The resultant core of all these endeavours is a new Amanda Palmer album, Theatre Is Evil, due for release this month. It was recorded with her hand-picked band, The Grand Theft Orchestra, in Melbourne, Australia and was a “lonely and depressing” experience according to Palmer, partly due to the lack of spotlight on the process. Yet the finished article is an ambitious, sprawling somewhat epic record, an outcome which Palmer had planned from the start. “Doing [debut solo album] Who Killed Amanda Palmer was bizarre because that was supposed to be a little, acoustic piano record, and then I ran into Ben Folds,” she laughs. “He offered to produce it and from there it just grew and grew. It was like having a little cottage and then building all these additions onto it.

“With [Theatre Is Evil], it was more like a mapped-out fucking mansion. Everything was strategy to serve the songs best. The album was finished in my head before we even entered the studio. I just had to have endless meetings with my ‘architectural plans’ laid out, telling people involved ‘no, this is the fucking colour of the wallpaper in the bathroom – it has to be this green’. It was a totally different way of approaching record-making for me.

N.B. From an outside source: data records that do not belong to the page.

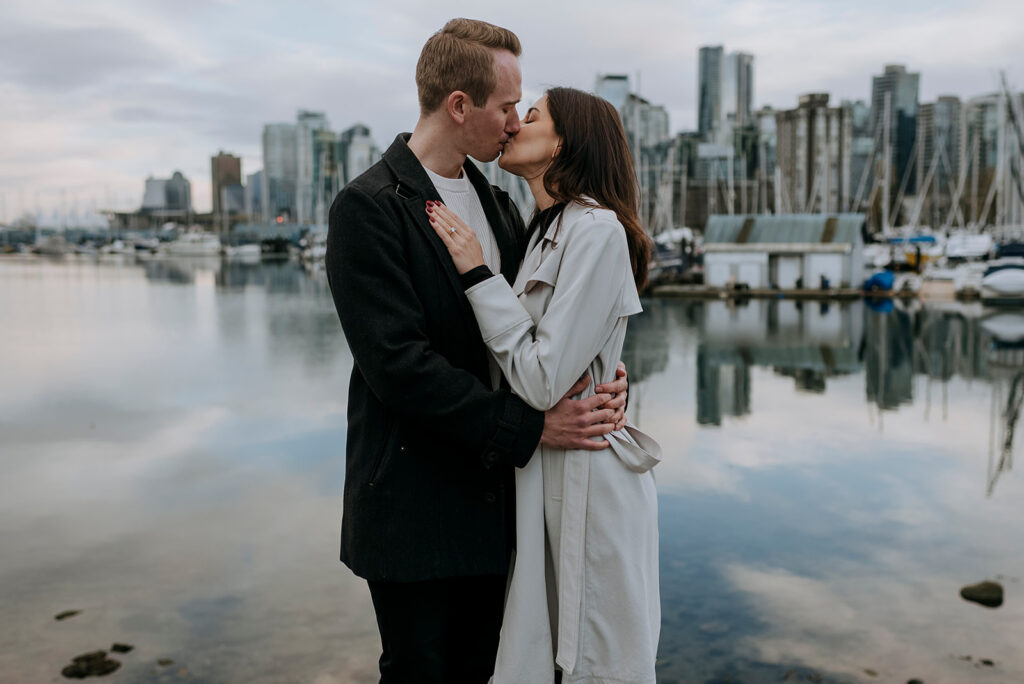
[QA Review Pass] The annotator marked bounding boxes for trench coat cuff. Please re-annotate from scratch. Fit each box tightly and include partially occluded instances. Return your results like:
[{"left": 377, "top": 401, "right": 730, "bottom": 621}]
[
  {"left": 482, "top": 393, "right": 544, "bottom": 468},
  {"left": 459, "top": 263, "right": 494, "bottom": 290}
]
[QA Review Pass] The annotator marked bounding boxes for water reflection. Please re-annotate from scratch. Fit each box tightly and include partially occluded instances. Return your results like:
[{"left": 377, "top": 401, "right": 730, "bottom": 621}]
[{"left": 0, "top": 260, "right": 1024, "bottom": 684}]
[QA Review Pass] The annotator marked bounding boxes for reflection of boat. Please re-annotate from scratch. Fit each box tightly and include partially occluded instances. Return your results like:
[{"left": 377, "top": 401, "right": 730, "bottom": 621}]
[
  {"left": 981, "top": 323, "right": 1024, "bottom": 496},
  {"left": 99, "top": 240, "right": 135, "bottom": 256},
  {"left": 224, "top": 244, "right": 262, "bottom": 260},
  {"left": 896, "top": 234, "right": 946, "bottom": 270},
  {"left": 164, "top": 232, "right": 220, "bottom": 256},
  {"left": 981, "top": 257, "right": 1024, "bottom": 299},
  {"left": 946, "top": 230, "right": 995, "bottom": 261},
  {"left": 36, "top": 236, "right": 73, "bottom": 256},
  {"left": 981, "top": 310, "right": 1024, "bottom": 348}
]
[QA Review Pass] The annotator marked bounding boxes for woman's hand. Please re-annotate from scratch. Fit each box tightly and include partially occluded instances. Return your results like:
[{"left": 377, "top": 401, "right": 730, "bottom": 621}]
[{"left": 427, "top": 202, "right": 484, "bottom": 275}]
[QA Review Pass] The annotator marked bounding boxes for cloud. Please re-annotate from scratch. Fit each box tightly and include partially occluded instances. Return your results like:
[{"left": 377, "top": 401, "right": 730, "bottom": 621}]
[
  {"left": 0, "top": 25, "right": 169, "bottom": 91},
  {"left": 0, "top": 0, "right": 1024, "bottom": 213}
]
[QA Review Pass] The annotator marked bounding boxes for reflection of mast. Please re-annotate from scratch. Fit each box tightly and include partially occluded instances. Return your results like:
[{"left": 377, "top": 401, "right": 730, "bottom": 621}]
[{"left": 985, "top": 371, "right": 1024, "bottom": 497}]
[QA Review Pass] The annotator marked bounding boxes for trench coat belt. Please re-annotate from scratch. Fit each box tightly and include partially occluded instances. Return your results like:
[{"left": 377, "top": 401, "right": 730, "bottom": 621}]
[{"left": 555, "top": 452, "right": 590, "bottom": 675}]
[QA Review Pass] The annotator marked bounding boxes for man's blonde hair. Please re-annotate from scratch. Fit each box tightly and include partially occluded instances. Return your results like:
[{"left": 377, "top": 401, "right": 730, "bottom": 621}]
[{"left": 416, "top": 18, "right": 522, "bottom": 114}]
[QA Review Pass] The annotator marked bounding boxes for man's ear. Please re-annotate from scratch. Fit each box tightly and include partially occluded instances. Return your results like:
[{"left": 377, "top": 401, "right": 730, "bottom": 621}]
[{"left": 444, "top": 90, "right": 470, "bottom": 124}]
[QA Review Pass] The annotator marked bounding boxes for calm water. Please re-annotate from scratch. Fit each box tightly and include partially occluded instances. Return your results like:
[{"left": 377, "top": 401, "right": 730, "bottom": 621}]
[{"left": 0, "top": 258, "right": 1024, "bottom": 684}]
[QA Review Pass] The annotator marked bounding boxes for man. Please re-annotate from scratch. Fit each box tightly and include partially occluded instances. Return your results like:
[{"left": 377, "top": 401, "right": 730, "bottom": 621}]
[{"left": 327, "top": 19, "right": 626, "bottom": 684}]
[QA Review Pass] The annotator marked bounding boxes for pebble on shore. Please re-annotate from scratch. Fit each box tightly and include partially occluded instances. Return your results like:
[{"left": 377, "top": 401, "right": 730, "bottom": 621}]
[
  {"left": 961, "top": 580, "right": 1002, "bottom": 608},
  {"left": 60, "top": 651, "right": 121, "bottom": 679}
]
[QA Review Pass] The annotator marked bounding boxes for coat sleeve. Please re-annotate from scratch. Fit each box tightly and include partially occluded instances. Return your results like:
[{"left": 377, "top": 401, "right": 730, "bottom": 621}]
[
  {"left": 466, "top": 217, "right": 639, "bottom": 411},
  {"left": 326, "top": 186, "right": 544, "bottom": 468}
]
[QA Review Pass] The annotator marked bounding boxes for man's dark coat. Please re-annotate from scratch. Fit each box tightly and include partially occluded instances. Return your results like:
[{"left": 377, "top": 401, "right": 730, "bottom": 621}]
[{"left": 327, "top": 134, "right": 544, "bottom": 582}]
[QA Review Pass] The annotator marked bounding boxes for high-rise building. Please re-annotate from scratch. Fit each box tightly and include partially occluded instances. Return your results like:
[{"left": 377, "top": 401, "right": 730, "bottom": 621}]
[
  {"left": 295, "top": 110, "right": 329, "bottom": 223},
  {"left": 142, "top": 171, "right": 191, "bottom": 218},
  {"left": 245, "top": 170, "right": 263, "bottom": 222},
  {"left": 841, "top": 99, "right": 876, "bottom": 206},
  {"left": 262, "top": 124, "right": 298, "bottom": 220},
  {"left": 722, "top": 52, "right": 754, "bottom": 127},
  {"left": 871, "top": 65, "right": 921, "bottom": 196},
  {"left": 594, "top": 74, "right": 630, "bottom": 113},
  {"left": 338, "top": 124, "right": 381, "bottom": 185},
  {"left": 697, "top": 45, "right": 725, "bottom": 141},
  {"left": 916, "top": 95, "right": 967, "bottom": 226},
  {"left": 697, "top": 45, "right": 754, "bottom": 145},
  {"left": 775, "top": 93, "right": 852, "bottom": 213},
  {"left": 210, "top": 151, "right": 242, "bottom": 216}
]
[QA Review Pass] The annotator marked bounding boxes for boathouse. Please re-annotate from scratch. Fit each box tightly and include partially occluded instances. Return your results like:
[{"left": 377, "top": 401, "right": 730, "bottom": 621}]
[{"left": 703, "top": 214, "right": 864, "bottom": 290}]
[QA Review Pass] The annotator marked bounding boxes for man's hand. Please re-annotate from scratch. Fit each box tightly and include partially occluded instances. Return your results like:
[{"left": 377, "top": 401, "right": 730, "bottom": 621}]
[
  {"left": 594, "top": 361, "right": 630, "bottom": 430},
  {"left": 541, "top": 370, "right": 610, "bottom": 452}
]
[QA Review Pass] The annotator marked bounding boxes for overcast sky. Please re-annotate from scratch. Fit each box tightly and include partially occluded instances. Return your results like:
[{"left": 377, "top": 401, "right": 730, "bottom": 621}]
[{"left": 0, "top": 0, "right": 1024, "bottom": 220}]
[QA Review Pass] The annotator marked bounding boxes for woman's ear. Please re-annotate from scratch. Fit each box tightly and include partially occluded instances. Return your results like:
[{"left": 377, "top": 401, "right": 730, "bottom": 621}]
[
  {"left": 551, "top": 138, "right": 562, "bottom": 160},
  {"left": 444, "top": 90, "right": 469, "bottom": 124}
]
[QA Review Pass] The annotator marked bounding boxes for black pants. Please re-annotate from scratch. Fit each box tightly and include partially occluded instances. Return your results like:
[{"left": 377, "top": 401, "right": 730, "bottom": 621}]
[{"left": 369, "top": 575, "right": 506, "bottom": 684}]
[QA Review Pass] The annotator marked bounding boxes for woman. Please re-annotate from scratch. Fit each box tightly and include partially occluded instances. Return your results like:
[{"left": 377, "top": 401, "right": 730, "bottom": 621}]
[{"left": 427, "top": 88, "right": 660, "bottom": 684}]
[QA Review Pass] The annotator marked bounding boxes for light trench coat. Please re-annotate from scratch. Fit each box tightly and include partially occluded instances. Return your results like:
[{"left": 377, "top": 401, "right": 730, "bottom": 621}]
[{"left": 466, "top": 198, "right": 662, "bottom": 684}]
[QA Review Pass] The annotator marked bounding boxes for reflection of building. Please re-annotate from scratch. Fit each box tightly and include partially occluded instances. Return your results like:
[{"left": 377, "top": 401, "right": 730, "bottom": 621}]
[
  {"left": 697, "top": 300, "right": 862, "bottom": 425},
  {"left": 863, "top": 305, "right": 990, "bottom": 410},
  {"left": 697, "top": 345, "right": 751, "bottom": 425},
  {"left": 705, "top": 214, "right": 864, "bottom": 290}
]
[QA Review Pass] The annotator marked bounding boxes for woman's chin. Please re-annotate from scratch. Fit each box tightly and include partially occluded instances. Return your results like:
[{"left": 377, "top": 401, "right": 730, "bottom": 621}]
[{"left": 498, "top": 155, "right": 522, "bottom": 176}]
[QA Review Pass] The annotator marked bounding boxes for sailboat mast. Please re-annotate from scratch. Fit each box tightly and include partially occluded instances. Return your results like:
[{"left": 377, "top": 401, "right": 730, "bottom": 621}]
[{"left": 882, "top": 92, "right": 892, "bottom": 236}]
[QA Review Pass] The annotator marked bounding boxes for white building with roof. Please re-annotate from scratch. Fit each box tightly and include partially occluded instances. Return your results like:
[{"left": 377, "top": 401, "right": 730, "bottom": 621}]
[{"left": 703, "top": 214, "right": 865, "bottom": 290}]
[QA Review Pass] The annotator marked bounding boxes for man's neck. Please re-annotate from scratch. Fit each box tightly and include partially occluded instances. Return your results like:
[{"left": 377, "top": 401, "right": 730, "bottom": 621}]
[{"left": 409, "top": 117, "right": 466, "bottom": 178}]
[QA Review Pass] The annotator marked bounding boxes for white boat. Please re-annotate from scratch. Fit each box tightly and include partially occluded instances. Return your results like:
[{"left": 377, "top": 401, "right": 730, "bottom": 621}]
[
  {"left": 35, "top": 236, "right": 74, "bottom": 256},
  {"left": 864, "top": 243, "right": 893, "bottom": 272},
  {"left": 981, "top": 257, "right": 1024, "bottom": 300},
  {"left": 164, "top": 232, "right": 220, "bottom": 256},
  {"left": 224, "top": 244, "right": 261, "bottom": 261},
  {"left": 981, "top": 311, "right": 1024, "bottom": 344},
  {"left": 99, "top": 240, "right": 135, "bottom": 256},
  {"left": 946, "top": 231, "right": 995, "bottom": 261}
]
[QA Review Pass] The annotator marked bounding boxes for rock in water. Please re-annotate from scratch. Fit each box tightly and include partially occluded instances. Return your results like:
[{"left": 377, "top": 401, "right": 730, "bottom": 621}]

It naturally follows that the album is exactly what Palmer wanted, from the ambitious and expensive art-work of the now-mandatory accompanying book, to the lavish production and healthy track-listing. “I had a moment while we were mastering it, where I thought about cutting the album down to ten songs, literally taking all the ballads off so that journalists could say ‘nice, tight, forty-five minute record, way to go!' But I thought, ‘I’m finally in control of my fate, these are the songs, this is the record, fuck it.’ It’s not as long as The Wall and that’s one of the best records ever, so who cares?”

With her previous studio album, Palmer enlisted a revolving door of musicians and toured with yet more. For Theatre Is Evil, a core band was formed, The Grand Theft Orchestra, comprising Jherek Bischoff, Chad Raines and ex-boyfirend Michael McQuilken. “It’s a bit awkward but we can at least make fun of it,” says Palmer, who married author Neil Gaiman in 2010. “I wanted a ‘band’ to go into the studio, make the record, be proud of it and then carry it out to the world on tour. I can’t think about making a record without thinking about touring it because, to me, they’re just opposite sides of the same coin.”

This resultant tour will come to Glasgow in October, but for now Palmer is in town ahead of an Edinburgh show with her illustrious husband. “Neil gives me this weird, broad emotional safety-net where I feel like even if everything else goes to shit, this will be OK,” she says of the crossover influence of their respective careers. “He’s given me an extra shot of confidence, that I don’t know if I needed, but I got it and it’s made me feel invincible.”

Having written the bulk of this latest album in the aftermath of her previous relationship breakdown, what does this new, contented Amanda Palmer mean for any future projects? “I’ll just have to feign a divorce,” she laughs. “I’ve been with Neil for four years now and my songwriting’s only gotten better, so I’m not worried. Some artists are at the mercy of their lives. If your early career is dependent on you being angry or angsty or sad or even worse, being young, then you’re gonna have problems in your forties and fifties. If you’re still writing about partying, and dancing and fucking at that age then you’re clearly out to lunch. The artists who’ve always written weird and interesting music are more likely to be lucky as they age because their brains aren’t trapped in a particular songwriting box.”

With that, she can rest easy. As someone who has always operated on her own devices, from the dark cabaret of The Dresden Dolls to her current incarnation as a solo provocateur, Amanda Palmer has never been trapped in any kind of box.